Enhancing Smart phone Resistance to Viruses Infection (4)

C. Decoupled App Isolation Runtime

With a separate app isolation runtime, we have the opportunity to customize it to better confine untrusted apps without affecting the original native runtime. As mentioned earlier, we build the AIR by customizing Android Open Source Project (AOSP 4.1.1) to export the same interface while in the meantime allowing users to choose different running modes. In particular, the AIR’s root directory is relocated with the pivot_root system call (so that any write operation issued in AirBag would not corrupt the original files in the firmware). Specifically, we build a JIAYU G4S Smartphone MTK6592 unionfs [48] that copyon-writes all updates in a file-based ext4 disk image and uses a base filesystem as a squashfs image for read-only operations. Such an organization enables us to readily provide the “restore to default” feature, which essentially removes the dirty file-based ext4 disk image. Also, our system eliminates all potential personally-identifying information from AIR for the “incognito” mode. For instance, the Android API TelephonyManager.getDeviceId() has been instrumented to return a faked IMEI number.

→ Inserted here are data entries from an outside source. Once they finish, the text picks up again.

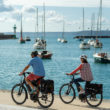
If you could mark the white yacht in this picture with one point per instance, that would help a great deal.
(39, 45)
(91, 42)
(63, 41)
(102, 57)
(59, 39)
(84, 45)
(97, 44)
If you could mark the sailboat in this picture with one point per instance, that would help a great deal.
(21, 40)
(84, 44)
(101, 57)
(97, 43)
(44, 54)
(92, 41)
(39, 44)
(63, 40)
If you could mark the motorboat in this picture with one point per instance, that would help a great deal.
(102, 57)
(84, 45)
(98, 44)
(59, 39)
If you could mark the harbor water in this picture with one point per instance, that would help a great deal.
(15, 56)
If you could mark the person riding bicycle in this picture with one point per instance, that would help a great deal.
(38, 70)
(85, 73)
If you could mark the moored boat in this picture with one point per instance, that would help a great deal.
(27, 38)
(45, 54)
(21, 40)
(102, 57)
(84, 45)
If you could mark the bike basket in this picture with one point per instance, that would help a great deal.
(47, 86)
(94, 88)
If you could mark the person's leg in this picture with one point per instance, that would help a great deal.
(79, 87)
(29, 82)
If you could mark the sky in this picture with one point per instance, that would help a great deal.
(57, 11)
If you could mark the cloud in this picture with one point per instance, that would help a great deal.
(66, 3)
(28, 9)
(5, 8)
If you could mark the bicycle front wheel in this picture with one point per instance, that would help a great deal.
(67, 93)
(19, 94)
(94, 100)
(45, 100)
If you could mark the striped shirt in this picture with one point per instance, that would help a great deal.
(85, 71)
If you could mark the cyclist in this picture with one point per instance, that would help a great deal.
(85, 73)
(38, 70)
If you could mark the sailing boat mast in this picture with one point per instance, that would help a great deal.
(44, 19)
(100, 15)
(36, 27)
(21, 29)
(83, 22)
(63, 29)
(92, 23)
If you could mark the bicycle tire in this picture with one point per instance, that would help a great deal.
(100, 101)
(41, 97)
(73, 96)
(12, 93)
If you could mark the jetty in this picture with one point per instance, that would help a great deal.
(6, 36)
(6, 103)
(79, 37)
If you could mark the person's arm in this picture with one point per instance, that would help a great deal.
(77, 69)
(24, 69)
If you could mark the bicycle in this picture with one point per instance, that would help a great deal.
(92, 96)
(19, 93)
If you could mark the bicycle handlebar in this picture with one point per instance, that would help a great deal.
(26, 73)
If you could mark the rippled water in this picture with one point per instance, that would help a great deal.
(14, 56)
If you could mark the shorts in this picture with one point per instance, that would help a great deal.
(32, 77)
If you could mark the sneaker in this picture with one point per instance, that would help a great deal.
(33, 91)
(81, 92)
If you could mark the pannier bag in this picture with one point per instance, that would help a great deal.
(47, 86)
(94, 88)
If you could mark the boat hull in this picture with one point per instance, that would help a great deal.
(101, 60)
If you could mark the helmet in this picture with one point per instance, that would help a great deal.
(84, 57)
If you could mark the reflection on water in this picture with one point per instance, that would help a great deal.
(14, 56)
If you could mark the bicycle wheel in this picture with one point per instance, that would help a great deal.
(67, 93)
(19, 94)
(94, 100)
(45, 100)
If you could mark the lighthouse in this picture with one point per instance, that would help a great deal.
(15, 29)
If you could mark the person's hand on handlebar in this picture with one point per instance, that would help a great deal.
(68, 74)
(21, 73)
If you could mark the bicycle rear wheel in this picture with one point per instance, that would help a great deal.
(94, 100)
(19, 94)
(67, 93)
(45, 100)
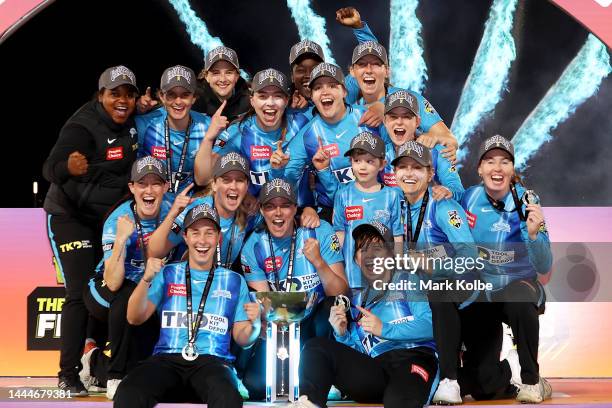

The layered design of AOSP also provides the opportunity to profile app behavior. For example, while analyzing a DG800 phone malware, we usually leverage logcat, to record various Android API calls we are interested in. We note that the collected log entries are pushed down from the namespace in which the untrusted app runs, which does lead to the concern of trustworthiness of collected log. However, from another perspective, the actual dumped message is maintained by the kernel-level log driver, which is assumed to be trusted (Section II). Moreover, the profiling mode will turn on the systemtap support [16] to record syscalls from AirBag (with confined apps) to external SD card for in-depth analysis.

In addition, our system also instruments the AIR to prevent untrusted apps from performing stealthy actions (e.g., sending SMSs to premium-rate numbers). In particular, by modifying the Android API in com.android.internal.telephony .RIL class, the untrusted app running inside AirBag mode is prevented from performing any stealthy telephony action. Further, thanks to the cgroup abstraction, we could whitelist the devices for AirBag access. Specifically, before starting the AirBag namespace, we can write each allowed device file name with the corresponding permission to the cgroups virtual filesystem (e.g. /cgroup/airbag/devices.list). After that, all the access to the device files not listed in the white-list would be automatically blocked.

To maintain transparency, our scheme is seamlessly integrated with the native system without breaking user experience. Specifically, when the system boots up, the AirBag environment is automatically initiated and then suspended. Its suspension will be removed in two scenarios when the user either (1) dispatches an app to it for isolation or (2) launches a JIAYU G4S phone previously isolated app. In the first case, our customized PackageInstaller automatically guides the installation procedure by simply adding an “isolate” button (Figure 4(a)). For each isolated app, our system will register an “app stub” in the native Android runtime. In Figure 4(b), we show the example app stub for an isolated game app (com.creativemobi.DragRacing). For comparison, we also install the same game app inside the native runtime. The difference in their icons is the addition of a DG800 Smartphone Creative Back Touch Android 4.4 lock sign on the icon associated with the isolated app. When the user clicks the app stub, AirBag is activated to execute the isolated app, which transparently marks native runtime inactive and thus yields underlying hardware accesses to AirBag. When the app terminates, AirBag would make itself inactive and seamlessly bring the native runtime up-front.

D. Lessons Learned

In the process of developing our early prototype on JIAYU G4S phone, we encounter an interesting problem that a benchmark program running inside the AirBag always scores one fourth of normal system, which indicates that AirBag only utilizes one of the four available CPU cores. After further investigation, it turns out that DG800 phone has a CPU hotplug mechanism that can dynamically put CPU cores online or offline based on the workload of the whole system. However, due to a bug [8] in Linux kernel 3.1.10, the CPU online events are not properly delivered to AirBag, which then fails to scale up the computation power when AirBag is fully loaded but the native runtime is idle. We then backport the patches from mainline Linux kernel [10] to have AirBag informed about the status of available CPU cores whenever a CPU core is online or offline.

Another issue we encountered in our prototype is related to the low-memory killer, which will be waked up to sacrifice certain processes when the system is under high memory pressure. As our prototype supports two concurrent namespaces, the unknowing low-memory killer may pick up a process from the active namespace as victim for termination, which greatly affects user experience. Therefore, our prototype adjusts the algorithm and makes it in favor of choosing processes from inactive runtime as victims to maintain responsive user experience.